肺リンパ腫は主に肺から発生する。これは極めて少ないか、または二次的にリンパ腫が関与している。これらの臨床背景、治療方法や予後因子は明らかではない。今回は2003年-2017年に1施設で治療を受けた原発性肺リンパ腫(PPL)63例、および2次性肺リンパ腫(SPL)117例を後ろ向き解析した。MALTがPPLの最も一般的な病理学的サブタイプ(67%)であり、2次性リンパ腫ではDLBCL(48%)が最も一般的なサブタイプであった。PPLと比較して、SPL患者見られたのは、B症状、より病期が進行している状態、IPIおよびNCCN-IPIの中等度または高リスク、炎症性マーカーの上昇、サイトカイン上昇であった。画像において、PPLでは浸潤影が最もよく見られる所見であり、SPLでは結節影が最もよく見られた所見であった。追跡期間中央値35ヵ月[2-176]で、3年生存率は低悪性度PPLで95%、低悪性度SPLで100%、中悪性度PPLで70%、中悪性度SPLで50%であった。今回低悪性度リンパ腫では予後因子はどれも生存に有意な影響をもたらさなかった。
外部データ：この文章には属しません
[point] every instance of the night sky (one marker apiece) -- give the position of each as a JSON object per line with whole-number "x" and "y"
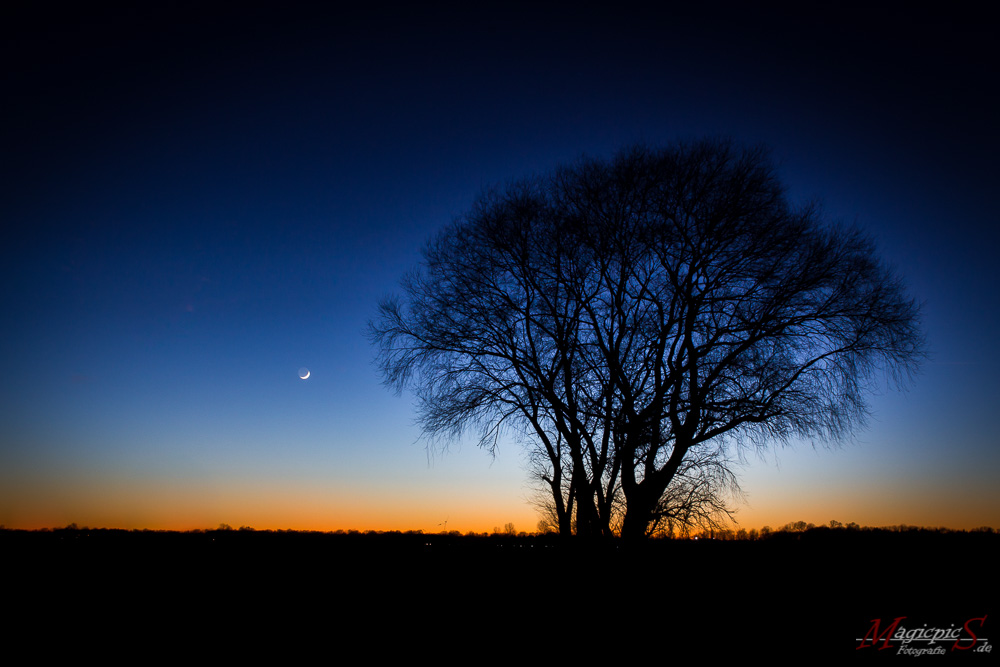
{"x": 197, "y": 203}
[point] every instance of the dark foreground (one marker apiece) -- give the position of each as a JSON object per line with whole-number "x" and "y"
{"x": 220, "y": 591}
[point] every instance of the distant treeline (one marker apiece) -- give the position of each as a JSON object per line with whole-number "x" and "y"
{"x": 795, "y": 529}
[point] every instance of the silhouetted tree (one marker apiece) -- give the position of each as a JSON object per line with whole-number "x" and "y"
{"x": 632, "y": 319}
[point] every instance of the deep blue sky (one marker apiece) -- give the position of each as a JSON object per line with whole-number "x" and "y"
{"x": 197, "y": 202}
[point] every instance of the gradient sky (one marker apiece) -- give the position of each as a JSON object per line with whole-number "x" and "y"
{"x": 196, "y": 203}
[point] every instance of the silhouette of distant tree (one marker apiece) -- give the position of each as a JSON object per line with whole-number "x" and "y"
{"x": 632, "y": 319}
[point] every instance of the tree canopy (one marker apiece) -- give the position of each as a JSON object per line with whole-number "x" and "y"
{"x": 633, "y": 319}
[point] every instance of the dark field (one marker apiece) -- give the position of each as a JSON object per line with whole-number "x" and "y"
{"x": 219, "y": 591}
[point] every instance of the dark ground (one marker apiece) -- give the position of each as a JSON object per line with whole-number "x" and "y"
{"x": 250, "y": 591}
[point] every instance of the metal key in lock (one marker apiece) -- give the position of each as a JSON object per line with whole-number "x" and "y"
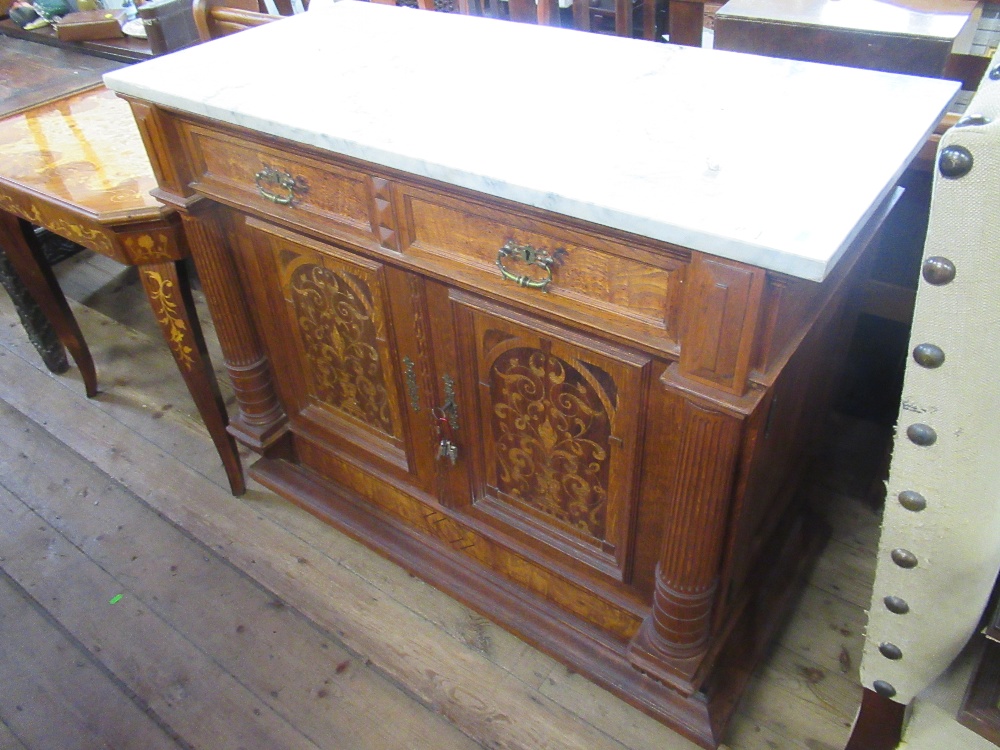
{"x": 447, "y": 449}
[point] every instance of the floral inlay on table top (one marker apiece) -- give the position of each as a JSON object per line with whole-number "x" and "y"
{"x": 84, "y": 150}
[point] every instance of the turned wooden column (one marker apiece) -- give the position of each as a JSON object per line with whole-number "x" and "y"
{"x": 719, "y": 325}
{"x": 687, "y": 572}
{"x": 261, "y": 417}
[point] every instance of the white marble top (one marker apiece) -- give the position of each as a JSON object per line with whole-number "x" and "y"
{"x": 775, "y": 163}
{"x": 932, "y": 19}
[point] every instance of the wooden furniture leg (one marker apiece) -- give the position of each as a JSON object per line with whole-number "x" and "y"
{"x": 25, "y": 255}
{"x": 879, "y": 725}
{"x": 40, "y": 332}
{"x": 169, "y": 293}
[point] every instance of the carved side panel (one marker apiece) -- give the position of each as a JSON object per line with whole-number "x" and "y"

その一方で中悪性度肺リンパ腫において、単変量解析では、NCCN-IPIがPPLのOSと関連が見られた。多変量解析では、β2-MGがSPLでのOSの独立した予後因子であることが示された。今回の結果から、原発性および2次性肺リンパ腫では、臨床的な特徴および予後が異なっていた。さらに中悪性度SPLにおいてはβ2-MGがOSの独立した予後因子となっていた。
感想
ごくまれに遭遇する肺のリンパ腫についてのまとめです。特に浸潤影を取ってくる場合の鑑別診断として重要です。肺炎として治療してみたが治らない、器質化肺炎と思っていたが広がってくるといったことで紹介されてくるケースがあります。古典的BACが多いですが、なかにはこのようなリンパ腫もあり細胞診だけでなく、組織検査もすることが必要です。本文で言う原発性肺リンパ腫とは、病変が肺に限局されているものであり、2次性とは全身のリンパ腫のうち肺病変のあるものを指しています。肺原発の半数は早期(1-2期)、8割がLDH正常、36%が無症状でした。MALTが多いですが、6割が多発、5割が両側性でした。浸潤影の形を取るものが58%、気管支拡張も15%に伴っており12%はびまん性間質性肺疾患の形をとっていました。縦隔肺門のリンパ節腫脹も36%に見られ画像だけでは、BACやびまん性肺疾患と見分けがつきにくいことが伺われます。肺原発のDLBCLも、腫瘍陰影は4割で、浸潤影3割、多発結節24%となかなか鑑別が難しそうです。2次性であっても、25%が浸潤影の形で見られています。代表例として挙げられているFig1は、感染らしくなければ、おそらくBACあるいは器質化肺炎を考えるでしょうし、Fig3はNSIPあるいは誤嚥性肺炎を繰り返しているのではないかと考えると思います。血液検査も特に原発性リンパ腫では手掛かりに乏しく、LDHが中央値で144、β2MGが1992、IL2Rも1012とあまり高くはありません。原発と2次性との比較では、2次性の方がこれらのマーカーは高いですが、当たり前といえば当たり前であまり役には立たないでしょう。繰り返しになりますが、熱のない浸潤影を見た場合、BACとかCOPだけを考えるのではなく、リンパ腫も鑑別に入れることが必要でしょう。単に経過観察するのではなく、意識してB症状を聞いてみたり、IL2Rやβ2MGを測定することも少しは頭に置いておく必要があります。古くからの教え通り、どんな形でもあり得るのが癌、結核、リンパ腫なのですから。